Hello everyone.
I've been studying C++ for almost a year and it's been really interesting process due to some good tutorials. But unfortunately there's no good tutorial available on Win32Api programming. I've been searching through google thoroughly in vain. The ones i've found are not satisfactory. They are short and sketchy.
If you can provide me with a reference or just advise me a book which covers the topic fully it is greatly appreciated.
Is #1 tutorial http://www.winprog.org/tutorial/ not good enough? I have heard good things about it and I glanced at it really quick and seems quite decent. Plus, it is the first Google result when searching for "win32api programming tutorial".
I thought the same thing webjose. That looks like a decent tutorial to me. Of course you realize I'm not as 'hard core' on the TCHAR thing as you and disch are, so their use of char's for everything doesn't bother me a bit. I guess you missed that.
Anyway, the way to go if one is serious about it is Charles Petzold.
@freddie1: I did not see the code much. I saw the topics covered. I saw the basics of window classes, the window procedure, resources, etc. I did not check that the code actually made good use of the Win API, but if you say it uses char's when it should have used TCHAR's then this is the last time I ever recommend it!!! hehe.
A word is 2 bytes, yes; a dword, or double word is 4, and a qword or quad word is 8.

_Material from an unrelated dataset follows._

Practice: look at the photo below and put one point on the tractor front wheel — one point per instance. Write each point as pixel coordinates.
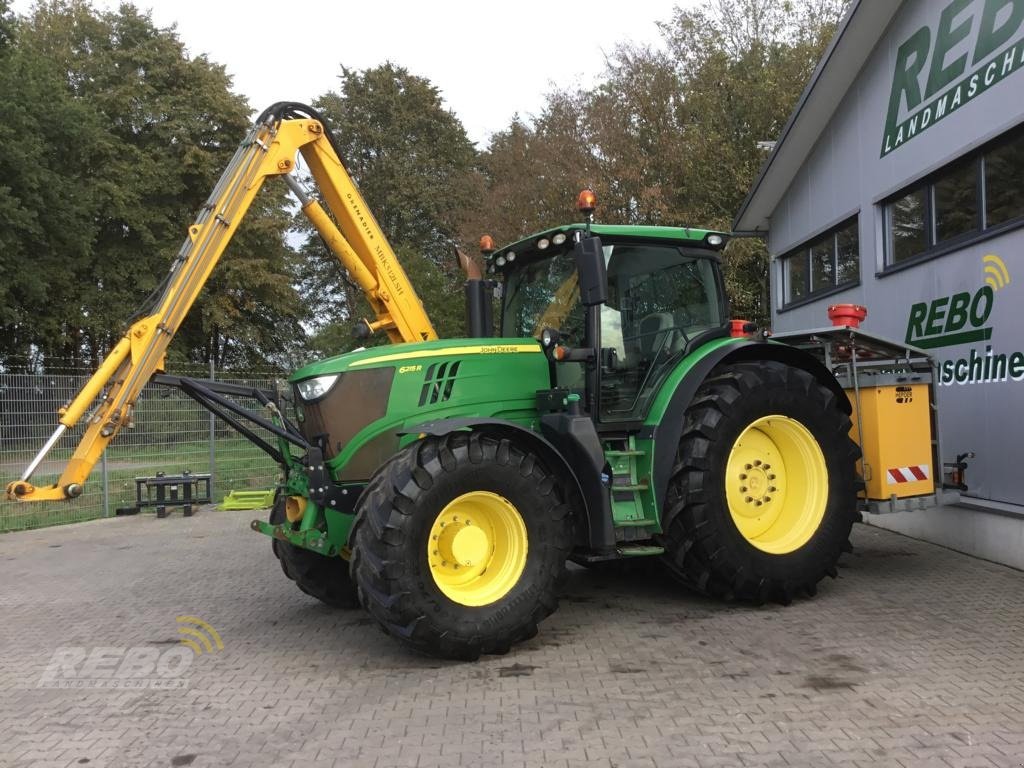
(324, 578)
(460, 544)
(763, 493)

The quote you show is not correct. Each style may be a word, yes, but only one could ever be set to 1, otherwise all styles would have the same value. Each style probably has just one BIT set to 1.
As for the OR operator, look up bitmasked values. One works with bitmasked values using bitwise operations, like the bitwise OR operator you see there.
webJose is right. Each style does have one bit set to 1.
The easy way to check it out, if you use visual studio, is that you move your cursor to the style macro, say, CS_HREDRAW, right click and choose "go to definition". You'll see the actual value for the style macro defined in some system header file. Convert it to binary number, and you'll see that webJose is correct.
"go to definition" can be useful in other cases as well, when you have no idea about some weird symbol.